If you run the following code:
workspace.Baseplate:GetPropertyChangedSignal("CanTouch"):Connect(function()
print(workspace.Baseplate.CanTouch)
end)
for i = 1, 50 do
workspace.Baseplate.CanTouch = not workspace.Baseplate.CanTouch
end
You will get all trues, when in reality the State of this property changed to False multiple times. I am honestly against this change.
I agree they should be providing the new value in the changed event, but ultimately it’s better not to rely on property changes for immediate dispatching.
If you really need an immediate dispatch, you need to do it with a task.spawn
call directly from whatever code is changing the state.

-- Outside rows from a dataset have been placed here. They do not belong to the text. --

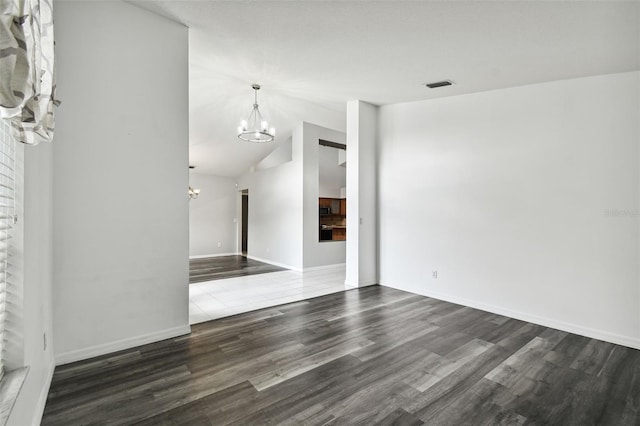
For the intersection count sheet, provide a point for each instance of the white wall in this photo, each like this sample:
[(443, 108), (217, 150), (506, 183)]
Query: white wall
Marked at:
[(275, 210), (331, 176), (212, 216), (120, 209), (317, 253), (525, 201), (280, 155), (37, 313)]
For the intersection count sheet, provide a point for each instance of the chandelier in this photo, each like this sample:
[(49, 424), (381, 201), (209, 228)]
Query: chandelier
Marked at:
[(255, 128)]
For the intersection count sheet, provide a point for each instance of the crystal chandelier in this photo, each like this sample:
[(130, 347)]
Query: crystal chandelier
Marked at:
[(255, 128)]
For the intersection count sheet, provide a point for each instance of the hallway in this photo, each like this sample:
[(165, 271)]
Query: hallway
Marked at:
[(225, 297)]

Deferred observation on the task scheduler’s heartbeat produces much less redundant work and can make a huge difference for things that rapidly change, as long as you respect the current observed value.
I hope Roblox can produce some kind of automated solution to detect these coding patterns and help fix them in the future.
So with deferred events queuing things, does that mean if I was previously sending one remote events update with a bunch of data per frame instead of multiple fires per frame, I should keep doing that in every case, or does roblox’s changes make a difference?
This nuance is a huge deal! Glad to see this was addressed.
I am using deferred signal behavior in new projects. There was an issue with the Knit library but I was able to work with Sleitnik to get that resolved. Haven’t seen any noticeable gameplay issues at this point now. I would recommend the skeptical try enabling it in your experience and seeing what happens.
We made some changes but without more information it is difficult to know if they resolved your issue. Could you include an example of something that’s not working as you expect?
It is a continuous process, there are some performance benefits that we can provide now but many others that we can’t do until all experiences are using deferred events.
Event ordering is preserved however event execution is deferred to later in the frame. Even though the event was triggered, the function you passed to Connect, Once, or Wait won’t run immediately.
We process the deferral queue until it’s empty so any events that get triggered will be resumed at the end of the current resumption cycle rather than the next.
Plugins are a tricky one to solve. It’s not that easy to do one thing for plugins and another for scripts in an experience. Our hope is that most plugins can be updated to support deferred events. If any creators are interested in doing this but finding it difficult for one reason or another then feel free to reach out to me and I’ll be happy to help with this.
Oh then I love this change, im sure waiting a tick or 2 isn’t gonna cause a massive yield or slowdown in code + you guys said it improves performance so this is amazing, we dont even need to change anything.
In fact I am going to enable this update right now in my game.
So, if I understand it better, this means that after all coroutines that were yielding by the Task Scheduler are resumed, then comes the events?
Hypothetical Example:
Coroutine 1 → Triggers 2 Events
Coroutine 2 → Triggers 3 Events
Coroutine 3 → Triggers 1 Event
The 6 Events are triggered then after everything is resumed and finished.
So is like another order basically?
Maybe it should only be applied to new games?
Edit just read the reply on that, nevermind!